The research entitled "Pluriversal Reflections on Early Childhood Education in the BNCC: the 'echo' of diversity and respect for differences in the Learning Objectives and Fields of Experience" seeks to answer the following central question: Is the Pluriversality of Brazilian children included in the National Common Curricular Base for Early Childhood Education? In this way, it aims to explore whether - and in what way - the Pluriversality of Brazilian children is exposed in the BNCC-Educação Infantil. This objective is broken down into the following specific objectives: a) to review the scientific knowledge associated with Pluriversality in the educational field; b) to identify the Pluriversality present (or absent) in the discourse of the BNCC-Early Childhood Education and c) to reflect on pluriversal aspects, challenges and possibilities in Early Childhood Education beyond the BNCC. This research, linked to the Postgraduate Program in Education (PPGE) of the Federal University of Alagoas, in the research line "Education, Cultures and Curricula", is inserted in and dialogues with the productions of the Group of Studies and Research in Pedagogies and Cultures of Children (GEPPECI), especially with regard to investigations into the images of children in educational policies - with a focus on curricular policies - and their possible implications for teaching and educational practices.
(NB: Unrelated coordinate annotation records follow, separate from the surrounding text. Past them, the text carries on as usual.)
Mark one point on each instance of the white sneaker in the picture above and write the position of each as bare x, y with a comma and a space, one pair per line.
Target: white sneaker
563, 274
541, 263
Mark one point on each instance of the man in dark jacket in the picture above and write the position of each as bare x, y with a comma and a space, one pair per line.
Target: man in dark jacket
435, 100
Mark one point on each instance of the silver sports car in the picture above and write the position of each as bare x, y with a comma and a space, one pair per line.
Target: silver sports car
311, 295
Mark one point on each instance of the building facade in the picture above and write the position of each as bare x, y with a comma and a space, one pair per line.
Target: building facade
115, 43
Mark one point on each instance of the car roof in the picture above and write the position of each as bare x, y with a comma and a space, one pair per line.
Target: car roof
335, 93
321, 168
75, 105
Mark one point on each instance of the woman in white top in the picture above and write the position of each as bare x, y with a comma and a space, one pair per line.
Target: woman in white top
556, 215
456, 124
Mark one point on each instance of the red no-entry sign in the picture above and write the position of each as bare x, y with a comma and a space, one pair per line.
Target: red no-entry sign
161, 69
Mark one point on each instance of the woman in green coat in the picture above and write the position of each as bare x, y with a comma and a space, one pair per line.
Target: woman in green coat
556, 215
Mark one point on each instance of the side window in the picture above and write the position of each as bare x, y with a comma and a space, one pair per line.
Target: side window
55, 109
To achieve this, under a qualitative research parameter (Yin, 2016), its methodological outline involves a Systematic Literature Review (Brizola; Fantin, 2016) and Thematic Analysis (Braun; Clarke, 2006) for an investigative continuum that points to the inevitability of critically deepening studies on the curriculum regulations in question and their developments that directly and indirectly impact black children and their trajectories in their educational processes.The partial results indicate that pluriversal reflections are fundamental for a critical reading of the National Common Core Curriculum for Early Childhood Education, given that this concept allows us to confront what is proposed in the document, uncovering universalizing discourses and their meanings imbued in the document. With this thesis, we hope to contribute to thinking about other possible paths and alternatives from the perspective of an anti-racist education that considers all children - and each one of them - from the time they are babies.